What effect does food have on blood clotting time?

January 14, 2010

The only way that food can have any kind of effect on clotting time is when you consume food that has anticoagulant properties. Coagulation is a process in which specialized cells of your body called thrombocytes start to gather around a wound and start to create a structural lattice of fibrous protein called a blood clot. By itself, there is no danger from this process and it is in fact one of the necessary functions of the body. This is only if clotting occurs on injury. If clotting occurs inside the body without the presence of injury, it is a serious condition called thrombosis. Thrombosis can sometimes occur in the veins and arteries of the body. One of the most famous types of thrombosis is called colloquially as the economy class syndrome and medically as Deep Vein Thrombosis or DVT. Worth noting is the fact that it is not the thrombosis itself that is the killer factor but rather what happens after that. When a clot is formed in a blood vessel, there is a possibility that it can break off and travel through the blood stream. This condition is called an embolism. If an embolism travels to the lungs, the resulting pulmonary embolism will be fatal.

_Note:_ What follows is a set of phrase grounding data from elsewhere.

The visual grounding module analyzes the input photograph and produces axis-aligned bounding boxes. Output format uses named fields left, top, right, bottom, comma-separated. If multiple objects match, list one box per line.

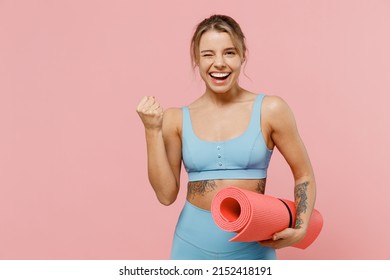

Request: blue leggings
left=170, top=201, right=277, bottom=260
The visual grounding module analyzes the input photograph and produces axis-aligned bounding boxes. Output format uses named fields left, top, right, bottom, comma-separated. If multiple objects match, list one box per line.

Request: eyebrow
left=200, top=47, right=237, bottom=53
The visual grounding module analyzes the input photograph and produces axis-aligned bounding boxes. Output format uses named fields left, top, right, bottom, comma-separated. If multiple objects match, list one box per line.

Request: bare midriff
left=187, top=178, right=266, bottom=210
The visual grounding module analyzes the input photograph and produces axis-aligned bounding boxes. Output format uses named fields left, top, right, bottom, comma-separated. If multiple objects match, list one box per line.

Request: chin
left=214, top=88, right=232, bottom=94
left=207, top=83, right=238, bottom=95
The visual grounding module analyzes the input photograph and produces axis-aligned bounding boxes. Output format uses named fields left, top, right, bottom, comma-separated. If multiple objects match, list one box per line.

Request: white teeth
left=210, top=72, right=230, bottom=78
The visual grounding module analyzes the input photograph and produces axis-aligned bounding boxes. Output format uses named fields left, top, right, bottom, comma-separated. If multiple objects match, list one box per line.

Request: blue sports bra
left=182, top=94, right=273, bottom=182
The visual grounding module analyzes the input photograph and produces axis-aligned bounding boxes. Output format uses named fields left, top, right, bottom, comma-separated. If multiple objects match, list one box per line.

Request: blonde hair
left=190, top=15, right=247, bottom=68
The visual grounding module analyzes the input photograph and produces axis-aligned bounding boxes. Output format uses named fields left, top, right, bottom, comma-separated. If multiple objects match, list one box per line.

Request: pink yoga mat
left=211, top=187, right=323, bottom=249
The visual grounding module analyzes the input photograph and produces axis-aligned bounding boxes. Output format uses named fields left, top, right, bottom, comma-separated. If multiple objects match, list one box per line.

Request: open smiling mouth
left=209, top=72, right=231, bottom=80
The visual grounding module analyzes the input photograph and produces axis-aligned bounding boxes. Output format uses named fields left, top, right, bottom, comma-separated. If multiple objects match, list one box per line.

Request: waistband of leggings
left=174, top=200, right=255, bottom=253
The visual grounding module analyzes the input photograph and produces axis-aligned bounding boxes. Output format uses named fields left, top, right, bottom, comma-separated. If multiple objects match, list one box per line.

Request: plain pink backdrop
left=1, top=0, right=389, bottom=259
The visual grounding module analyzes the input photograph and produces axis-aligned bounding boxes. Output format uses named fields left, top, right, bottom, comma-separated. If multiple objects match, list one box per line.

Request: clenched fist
left=136, top=96, right=164, bottom=130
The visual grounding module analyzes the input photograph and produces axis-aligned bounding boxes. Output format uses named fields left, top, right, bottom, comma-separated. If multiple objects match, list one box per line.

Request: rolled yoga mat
left=211, top=186, right=323, bottom=249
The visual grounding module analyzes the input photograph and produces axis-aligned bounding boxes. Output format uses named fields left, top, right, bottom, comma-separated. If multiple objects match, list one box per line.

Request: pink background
left=1, top=0, right=389, bottom=260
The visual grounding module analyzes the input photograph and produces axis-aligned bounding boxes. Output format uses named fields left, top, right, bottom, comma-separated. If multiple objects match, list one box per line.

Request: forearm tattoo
left=187, top=180, right=217, bottom=199
left=255, top=179, right=266, bottom=194
left=294, top=181, right=309, bottom=229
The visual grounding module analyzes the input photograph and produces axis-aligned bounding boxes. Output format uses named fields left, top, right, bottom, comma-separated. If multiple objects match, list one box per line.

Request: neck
left=204, top=86, right=245, bottom=105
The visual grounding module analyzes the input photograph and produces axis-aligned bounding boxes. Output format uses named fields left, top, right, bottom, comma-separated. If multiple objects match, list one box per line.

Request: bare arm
left=261, top=96, right=316, bottom=248
left=136, top=96, right=182, bottom=205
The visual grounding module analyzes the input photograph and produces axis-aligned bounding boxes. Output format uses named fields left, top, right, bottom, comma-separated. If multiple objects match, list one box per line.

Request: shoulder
left=262, top=95, right=290, bottom=113
left=162, top=107, right=183, bottom=135
left=164, top=107, right=182, bottom=118
left=262, top=95, right=297, bottom=129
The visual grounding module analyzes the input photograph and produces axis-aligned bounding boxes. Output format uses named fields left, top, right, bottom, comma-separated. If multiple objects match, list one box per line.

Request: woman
left=136, top=14, right=316, bottom=260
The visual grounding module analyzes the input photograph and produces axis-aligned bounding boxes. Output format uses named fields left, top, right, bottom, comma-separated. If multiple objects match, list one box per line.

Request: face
left=197, top=30, right=244, bottom=95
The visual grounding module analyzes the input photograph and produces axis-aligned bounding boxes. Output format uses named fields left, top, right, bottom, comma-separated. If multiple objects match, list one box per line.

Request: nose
left=213, top=54, right=226, bottom=67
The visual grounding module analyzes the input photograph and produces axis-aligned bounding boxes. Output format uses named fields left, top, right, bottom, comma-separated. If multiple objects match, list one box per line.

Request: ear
left=195, top=57, right=201, bottom=67
left=240, top=53, right=246, bottom=64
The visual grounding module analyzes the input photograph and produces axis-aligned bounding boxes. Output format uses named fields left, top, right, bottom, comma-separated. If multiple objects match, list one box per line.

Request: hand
left=259, top=227, right=306, bottom=249
left=136, top=96, right=164, bottom=130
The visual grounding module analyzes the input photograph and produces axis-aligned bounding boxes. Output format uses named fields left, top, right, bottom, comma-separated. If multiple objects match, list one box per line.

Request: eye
left=201, top=53, right=213, bottom=57
left=225, top=51, right=236, bottom=56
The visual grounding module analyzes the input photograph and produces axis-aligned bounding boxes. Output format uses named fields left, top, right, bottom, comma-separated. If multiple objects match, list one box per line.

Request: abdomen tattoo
left=187, top=180, right=217, bottom=199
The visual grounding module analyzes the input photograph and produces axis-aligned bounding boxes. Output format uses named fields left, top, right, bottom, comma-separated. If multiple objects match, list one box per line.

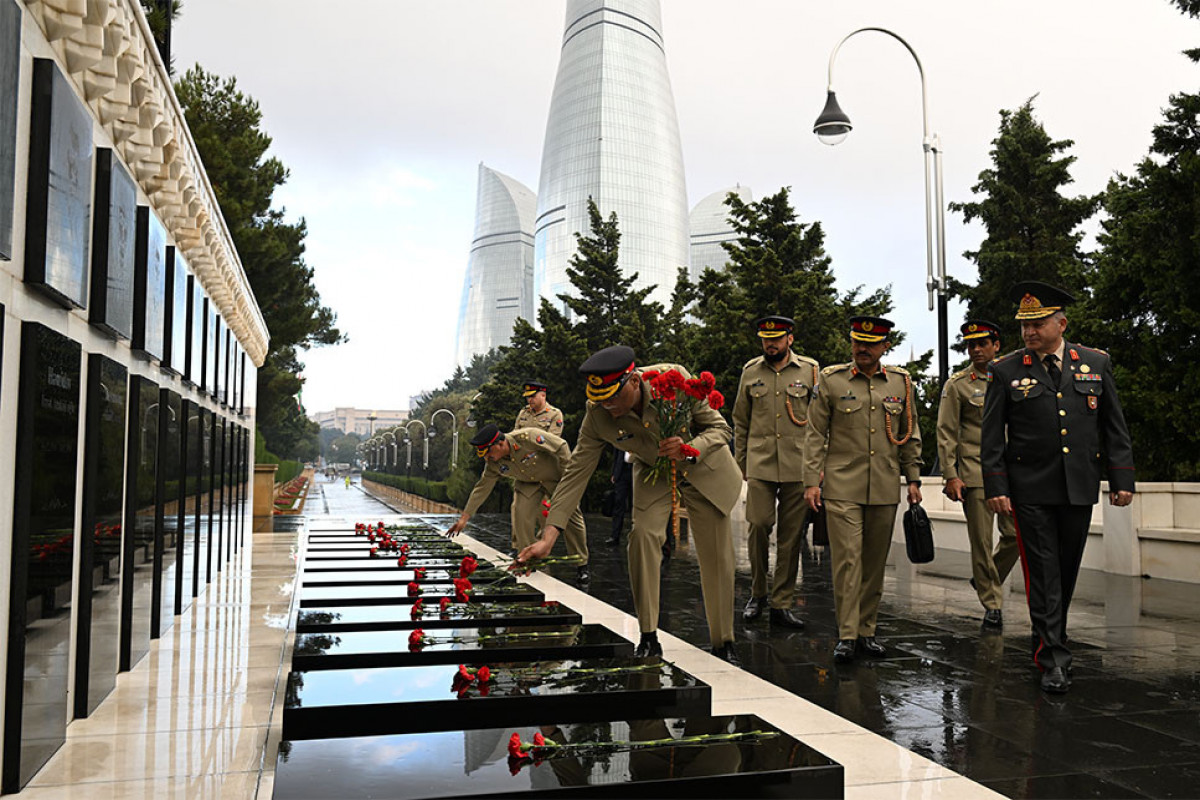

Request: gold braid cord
left=884, top=372, right=915, bottom=446
left=784, top=364, right=819, bottom=427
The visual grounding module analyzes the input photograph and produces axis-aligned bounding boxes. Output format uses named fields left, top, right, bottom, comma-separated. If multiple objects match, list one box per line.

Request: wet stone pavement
left=324, top=479, right=1200, bottom=799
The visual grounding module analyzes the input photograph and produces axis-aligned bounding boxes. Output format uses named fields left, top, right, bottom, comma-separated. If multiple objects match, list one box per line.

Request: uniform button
left=776, top=434, right=781, bottom=439
left=776, top=413, right=781, bottom=419
left=870, top=450, right=875, bottom=455
left=870, top=405, right=876, bottom=411
left=1062, top=446, right=1070, bottom=453
left=870, top=428, right=876, bottom=433
left=1060, top=428, right=1067, bottom=436
left=1059, top=410, right=1067, bottom=417
left=643, top=422, right=650, bottom=428
left=776, top=391, right=781, bottom=396
left=1056, top=392, right=1063, bottom=399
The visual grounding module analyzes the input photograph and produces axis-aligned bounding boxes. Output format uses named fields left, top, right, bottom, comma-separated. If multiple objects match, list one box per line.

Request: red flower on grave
left=407, top=581, right=422, bottom=596
left=453, top=578, right=473, bottom=604
left=533, top=732, right=546, bottom=747
left=410, top=598, right=424, bottom=618
left=477, top=665, right=491, bottom=683
left=507, top=732, right=524, bottom=759
left=369, top=546, right=379, bottom=557
left=396, top=555, right=408, bottom=568
left=368, top=533, right=376, bottom=543
left=439, top=596, right=452, bottom=613
left=400, top=543, right=411, bottom=555
left=413, top=567, right=426, bottom=579
left=459, top=556, right=478, bottom=578
left=408, top=629, right=426, bottom=650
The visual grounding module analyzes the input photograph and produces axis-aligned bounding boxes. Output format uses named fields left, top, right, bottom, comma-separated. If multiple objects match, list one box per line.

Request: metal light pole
left=430, top=408, right=459, bottom=469
left=405, top=419, right=428, bottom=471
left=381, top=431, right=395, bottom=472
left=813, top=27, right=950, bottom=386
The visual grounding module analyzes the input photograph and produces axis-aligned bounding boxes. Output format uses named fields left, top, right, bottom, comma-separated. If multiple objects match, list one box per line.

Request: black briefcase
left=903, top=503, right=935, bottom=563
left=810, top=505, right=829, bottom=547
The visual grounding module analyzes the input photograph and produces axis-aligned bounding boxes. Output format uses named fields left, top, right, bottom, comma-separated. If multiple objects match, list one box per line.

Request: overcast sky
left=173, top=1, right=1197, bottom=415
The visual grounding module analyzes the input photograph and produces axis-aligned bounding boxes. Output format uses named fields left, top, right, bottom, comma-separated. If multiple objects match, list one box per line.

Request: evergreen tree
left=1072, top=0, right=1200, bottom=479
left=175, top=66, right=343, bottom=460
left=948, top=98, right=1099, bottom=347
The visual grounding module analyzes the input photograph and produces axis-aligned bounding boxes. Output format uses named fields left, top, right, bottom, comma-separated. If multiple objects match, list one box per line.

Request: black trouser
left=612, top=475, right=632, bottom=539
left=1012, top=503, right=1093, bottom=671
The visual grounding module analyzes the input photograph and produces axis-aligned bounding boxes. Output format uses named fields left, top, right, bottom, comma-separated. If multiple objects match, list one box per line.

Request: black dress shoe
left=768, top=607, right=806, bottom=629
left=576, top=565, right=590, bottom=584
left=1041, top=666, right=1070, bottom=694
left=711, top=641, right=741, bottom=667
left=982, top=609, right=1003, bottom=628
left=833, top=639, right=856, bottom=663
left=742, top=595, right=767, bottom=622
left=634, top=632, right=662, bottom=658
left=856, top=636, right=886, bottom=657
left=969, top=577, right=978, bottom=592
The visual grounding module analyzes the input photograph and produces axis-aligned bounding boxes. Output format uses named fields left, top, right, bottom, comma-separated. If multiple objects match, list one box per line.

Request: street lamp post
left=430, top=408, right=459, bottom=469
left=382, top=431, right=395, bottom=472
left=813, top=27, right=950, bottom=386
left=405, top=420, right=428, bottom=472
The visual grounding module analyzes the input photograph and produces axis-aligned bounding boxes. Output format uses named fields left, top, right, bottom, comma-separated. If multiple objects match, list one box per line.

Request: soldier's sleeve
left=462, top=462, right=501, bottom=518
left=551, top=408, right=564, bottom=429
left=802, top=378, right=832, bottom=488
left=545, top=411, right=606, bottom=530
left=1098, top=355, right=1136, bottom=493
left=731, top=368, right=751, bottom=473
left=981, top=370, right=1010, bottom=498
left=899, top=380, right=923, bottom=483
left=935, top=378, right=961, bottom=481
left=689, top=394, right=733, bottom=462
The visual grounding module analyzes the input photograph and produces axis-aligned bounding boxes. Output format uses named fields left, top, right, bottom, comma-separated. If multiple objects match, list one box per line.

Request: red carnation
left=410, top=599, right=424, bottom=618
left=414, top=567, right=426, bottom=579
left=477, top=665, right=491, bottom=683
left=707, top=389, right=725, bottom=410
left=453, top=577, right=473, bottom=604
left=407, top=581, right=422, bottom=596
left=699, top=371, right=716, bottom=392
left=680, top=443, right=700, bottom=459
left=533, top=732, right=545, bottom=747
left=369, top=546, right=379, bottom=557
left=683, top=378, right=708, bottom=400
left=400, top=543, right=410, bottom=555
left=458, top=664, right=475, bottom=683
left=459, top=556, right=478, bottom=578
left=439, top=596, right=452, bottom=613
left=368, top=533, right=376, bottom=543
left=507, top=732, right=524, bottom=759
left=408, top=629, right=425, bottom=650
left=396, top=555, right=407, bottom=568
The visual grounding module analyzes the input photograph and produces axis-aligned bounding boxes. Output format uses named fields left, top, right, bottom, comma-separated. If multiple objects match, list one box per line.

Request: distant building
left=534, top=0, right=689, bottom=312
left=454, top=164, right=537, bottom=366
left=689, top=185, right=753, bottom=283
left=312, top=408, right=409, bottom=437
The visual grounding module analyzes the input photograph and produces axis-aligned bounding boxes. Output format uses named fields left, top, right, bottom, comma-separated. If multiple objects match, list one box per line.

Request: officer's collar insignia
left=1022, top=353, right=1033, bottom=366
left=1069, top=348, right=1080, bottom=361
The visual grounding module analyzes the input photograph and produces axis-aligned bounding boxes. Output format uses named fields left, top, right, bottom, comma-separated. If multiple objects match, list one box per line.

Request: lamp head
left=814, top=90, right=852, bottom=145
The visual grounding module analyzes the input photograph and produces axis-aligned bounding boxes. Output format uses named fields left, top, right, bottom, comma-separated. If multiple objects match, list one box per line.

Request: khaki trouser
left=629, top=483, right=735, bottom=646
left=824, top=499, right=898, bottom=640
left=512, top=484, right=588, bottom=563
left=963, top=487, right=1019, bottom=610
left=745, top=479, right=809, bottom=608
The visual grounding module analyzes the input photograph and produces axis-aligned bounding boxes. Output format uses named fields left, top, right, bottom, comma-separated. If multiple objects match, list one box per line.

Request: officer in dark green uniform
left=982, top=282, right=1134, bottom=694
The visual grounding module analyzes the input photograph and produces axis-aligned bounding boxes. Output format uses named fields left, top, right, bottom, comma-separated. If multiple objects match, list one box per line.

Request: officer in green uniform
left=516, top=346, right=741, bottom=663
left=937, top=319, right=1018, bottom=628
left=447, top=423, right=589, bottom=582
left=803, top=316, right=923, bottom=663
left=732, top=315, right=817, bottom=628
left=515, top=380, right=564, bottom=433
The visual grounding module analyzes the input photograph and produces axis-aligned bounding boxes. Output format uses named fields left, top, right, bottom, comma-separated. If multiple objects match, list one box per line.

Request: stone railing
left=362, top=478, right=458, bottom=515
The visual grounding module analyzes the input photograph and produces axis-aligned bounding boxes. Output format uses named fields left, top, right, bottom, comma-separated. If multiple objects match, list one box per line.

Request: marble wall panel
left=88, top=150, right=136, bottom=339
left=161, top=248, right=187, bottom=374
left=175, top=399, right=196, bottom=612
left=132, top=207, right=166, bottom=362
left=152, top=389, right=181, bottom=636
left=120, top=375, right=157, bottom=670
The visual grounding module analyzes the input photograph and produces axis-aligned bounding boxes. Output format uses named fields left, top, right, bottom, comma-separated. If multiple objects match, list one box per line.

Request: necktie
left=1045, top=354, right=1061, bottom=384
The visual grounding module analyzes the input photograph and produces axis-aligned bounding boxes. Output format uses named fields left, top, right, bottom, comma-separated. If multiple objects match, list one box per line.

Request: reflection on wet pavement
left=458, top=506, right=1200, bottom=800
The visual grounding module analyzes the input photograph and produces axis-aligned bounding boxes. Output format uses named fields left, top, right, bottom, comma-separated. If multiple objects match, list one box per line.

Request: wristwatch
left=907, top=479, right=922, bottom=487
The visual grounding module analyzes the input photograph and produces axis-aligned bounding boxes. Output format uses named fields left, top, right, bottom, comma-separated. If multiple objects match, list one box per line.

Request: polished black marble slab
left=301, top=569, right=512, bottom=587
left=302, top=558, right=494, bottom=572
left=299, top=583, right=543, bottom=608
left=296, top=602, right=582, bottom=634
left=0, top=0, right=18, bottom=259
left=284, top=657, right=711, bottom=740
left=292, top=625, right=632, bottom=671
left=273, top=713, right=842, bottom=799
left=305, top=543, right=470, bottom=555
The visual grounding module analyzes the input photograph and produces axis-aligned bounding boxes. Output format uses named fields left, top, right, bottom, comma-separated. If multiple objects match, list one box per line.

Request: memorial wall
left=0, top=0, right=268, bottom=791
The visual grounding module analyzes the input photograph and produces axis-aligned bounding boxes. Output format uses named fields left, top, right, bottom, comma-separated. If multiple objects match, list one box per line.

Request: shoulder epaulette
left=796, top=354, right=820, bottom=367
left=991, top=349, right=1023, bottom=365
left=950, top=367, right=971, bottom=381
left=822, top=363, right=852, bottom=375
left=884, top=364, right=910, bottom=376
left=1075, top=344, right=1109, bottom=357
left=742, top=355, right=765, bottom=369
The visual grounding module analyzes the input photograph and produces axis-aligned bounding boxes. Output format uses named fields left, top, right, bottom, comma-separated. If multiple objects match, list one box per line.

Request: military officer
left=982, top=282, right=1134, bottom=694
left=516, top=346, right=742, bottom=664
left=514, top=380, right=564, bottom=433
left=447, top=423, right=590, bottom=582
left=732, top=315, right=818, bottom=629
left=937, top=320, right=1019, bottom=628
left=803, top=316, right=923, bottom=663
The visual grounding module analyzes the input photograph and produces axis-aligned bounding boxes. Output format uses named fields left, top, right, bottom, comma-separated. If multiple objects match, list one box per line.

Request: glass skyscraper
left=689, top=185, right=753, bottom=283
left=454, top=164, right=537, bottom=366
left=533, top=0, right=690, bottom=312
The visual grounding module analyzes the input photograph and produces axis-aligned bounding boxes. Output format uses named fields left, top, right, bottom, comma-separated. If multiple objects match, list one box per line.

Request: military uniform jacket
left=462, top=428, right=573, bottom=517
left=803, top=363, right=922, bottom=505
left=514, top=403, right=564, bottom=433
left=982, top=342, right=1135, bottom=505
left=546, top=364, right=741, bottom=530
left=936, top=366, right=990, bottom=488
left=732, top=351, right=820, bottom=483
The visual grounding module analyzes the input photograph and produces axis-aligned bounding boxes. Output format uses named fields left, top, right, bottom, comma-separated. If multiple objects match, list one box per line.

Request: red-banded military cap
left=468, top=423, right=502, bottom=457
left=756, top=315, right=795, bottom=339
left=1012, top=281, right=1075, bottom=320
left=960, top=319, right=1001, bottom=341
left=848, top=315, right=894, bottom=343
left=579, top=345, right=636, bottom=402
left=521, top=380, right=548, bottom=398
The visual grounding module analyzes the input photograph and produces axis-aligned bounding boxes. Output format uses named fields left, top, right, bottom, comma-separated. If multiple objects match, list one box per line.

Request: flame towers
left=533, top=0, right=690, bottom=312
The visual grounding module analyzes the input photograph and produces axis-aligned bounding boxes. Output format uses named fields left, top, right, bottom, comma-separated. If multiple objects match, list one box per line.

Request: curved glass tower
left=689, top=185, right=753, bottom=282
left=534, top=0, right=689, bottom=311
left=455, top=164, right=537, bottom=367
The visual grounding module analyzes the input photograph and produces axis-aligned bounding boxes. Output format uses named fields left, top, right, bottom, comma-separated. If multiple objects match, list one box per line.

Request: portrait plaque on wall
left=88, top=150, right=136, bottom=339
left=23, top=59, right=93, bottom=308
left=4, top=323, right=81, bottom=793
left=120, top=375, right=158, bottom=671
left=76, top=354, right=127, bottom=718
left=162, top=249, right=187, bottom=374
left=132, top=207, right=166, bottom=361
left=0, top=0, right=22, bottom=260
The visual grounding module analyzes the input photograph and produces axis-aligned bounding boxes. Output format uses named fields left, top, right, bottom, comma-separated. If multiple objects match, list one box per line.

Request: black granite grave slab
left=302, top=558, right=492, bottom=572
left=299, top=583, right=542, bottom=608
left=272, top=713, right=842, bottom=799
left=292, top=625, right=632, bottom=671
left=301, top=569, right=512, bottom=587
left=88, top=150, right=136, bottom=339
left=306, top=542, right=470, bottom=555
left=283, top=658, right=711, bottom=740
left=0, top=0, right=18, bottom=260
left=296, top=602, right=582, bottom=634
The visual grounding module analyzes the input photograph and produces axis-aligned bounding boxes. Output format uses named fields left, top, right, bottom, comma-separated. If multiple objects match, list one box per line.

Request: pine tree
left=948, top=98, right=1098, bottom=348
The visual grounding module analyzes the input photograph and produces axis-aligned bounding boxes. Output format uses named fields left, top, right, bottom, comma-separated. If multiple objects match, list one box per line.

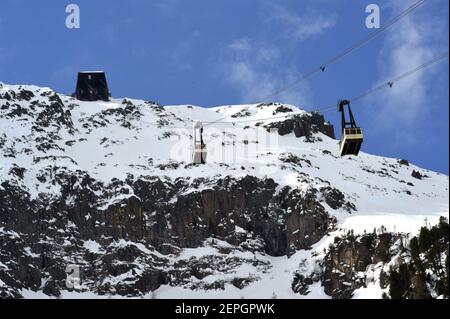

There are certain types of drugs that can affect the process of clotting. The most famous of these is acetylsalicylic acid. This affects clotting by displacing some of the crucial enzymes in coagulation in thrombocytes. thrombocytes are cells that only contain clotting factor and do not contain nuclei that contain instructions to synthesize it. Once the clotting factors are displaced, clotting cannot take place until these cells are replaced, which could take up to a week. There are some foods with anticoagulant properties as well. Notable among these are garlic and the herb feverfew.

Feverfew is especially known for its blood thinning properties and can be used as a natural alternative to acetylsalicylic acid. It is one of the most popular methods of dealing with a headache or even migraines. Garlic is a wide spectrum drug because it serves as an antibiotic, a blood thinner, and an antihypertensive. For this reason, garlic should not be consumed in high quantities even by extremely healthy people, though an overdose is probably a good idea when there is a major infection in the body. Some anti-inflammatory herbs can also affect clotting times like turmeric but this only if you apply it topically.